Each interior angle equals to 90°. Diagonals of square bisect the interior angles.

From figure,

⇒ ∠OCP = ∠OBP = $\dfrac{90°}{2}$ = 45°.

We know that,

In a triangle, an exterior angle is equal to sum of two opposite interior angles.

∴ ∠OPB = ∠OCP + ∠POC

⇒ ∠OPB = 45° + x° ………(1)

In △ OBP,

⇒ OB = BP (Given)

⇒ ∠OPB = ∠BOP (Angles opposite to equal sides are equal) ………(2)

From equation (1) and (2), we get :

⇒ ∠BOP = 45° + x° …………(3)

We know that,

Diagonals of square are perpendicular to each other.

∴ ∠BOC = 90°

⇒ ∠BOP + ∠POC = 90°

⇒ 45° + x° + x° = 90°

⇒ 2x° = 90° - 45°

⇒ 2x° = 45°

⇒ x° = $\dfrac{45°}{2}$

⇒ x° = $\Big(22\dfrac{1}{2}\Big)^{°}$

⇒ ∠POC = $\Big(22\dfrac{1}{2}\Big)^{°}$.

Hence, proved that ∠POC = $\Big(22\dfrac{1}{2}\Big)^{°}$.

(ii) From figure,

⇒ ∠BDC = 45° (Diagonals of a square bisect the interior angles)
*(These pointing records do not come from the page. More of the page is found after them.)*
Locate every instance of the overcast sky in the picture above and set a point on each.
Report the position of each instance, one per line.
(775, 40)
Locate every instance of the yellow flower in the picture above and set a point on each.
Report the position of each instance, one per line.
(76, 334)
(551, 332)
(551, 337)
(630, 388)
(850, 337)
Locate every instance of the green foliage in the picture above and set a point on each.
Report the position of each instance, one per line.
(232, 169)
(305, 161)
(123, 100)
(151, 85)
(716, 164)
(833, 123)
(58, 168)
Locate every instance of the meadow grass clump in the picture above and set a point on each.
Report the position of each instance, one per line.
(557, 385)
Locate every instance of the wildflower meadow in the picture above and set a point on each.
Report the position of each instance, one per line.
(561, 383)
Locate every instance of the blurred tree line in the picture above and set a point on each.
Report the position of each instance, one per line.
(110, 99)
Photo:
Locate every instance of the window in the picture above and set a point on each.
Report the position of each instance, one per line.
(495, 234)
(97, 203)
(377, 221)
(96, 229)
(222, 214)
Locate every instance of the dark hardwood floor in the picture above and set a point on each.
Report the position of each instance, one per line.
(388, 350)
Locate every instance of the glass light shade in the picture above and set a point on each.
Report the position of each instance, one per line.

⇒ ∠BDC = 2 × $\Big(22\dfrac{1}{2}\Big)^{°}$

⇒ ∠BDC = 2 × ∠POC

⇒ ∠BDC = 2 ∠POC.

Hence, proved that ∠BDC = 2 ∠POC.

(iii) From equation (3),

⇒ ∠BOP = 45° + x°

⇒ ∠BOP = 45° + 22.5°

⇒ ∠BOP = 67.5°

⇒ ∠BOP = 3 × 22.5°

⇒ ∠BOP = 3 × ∠POC

⇒ ∠BOP = 3 ∠POC.

Hence, proved that ∠BOP = 3 ∠COP.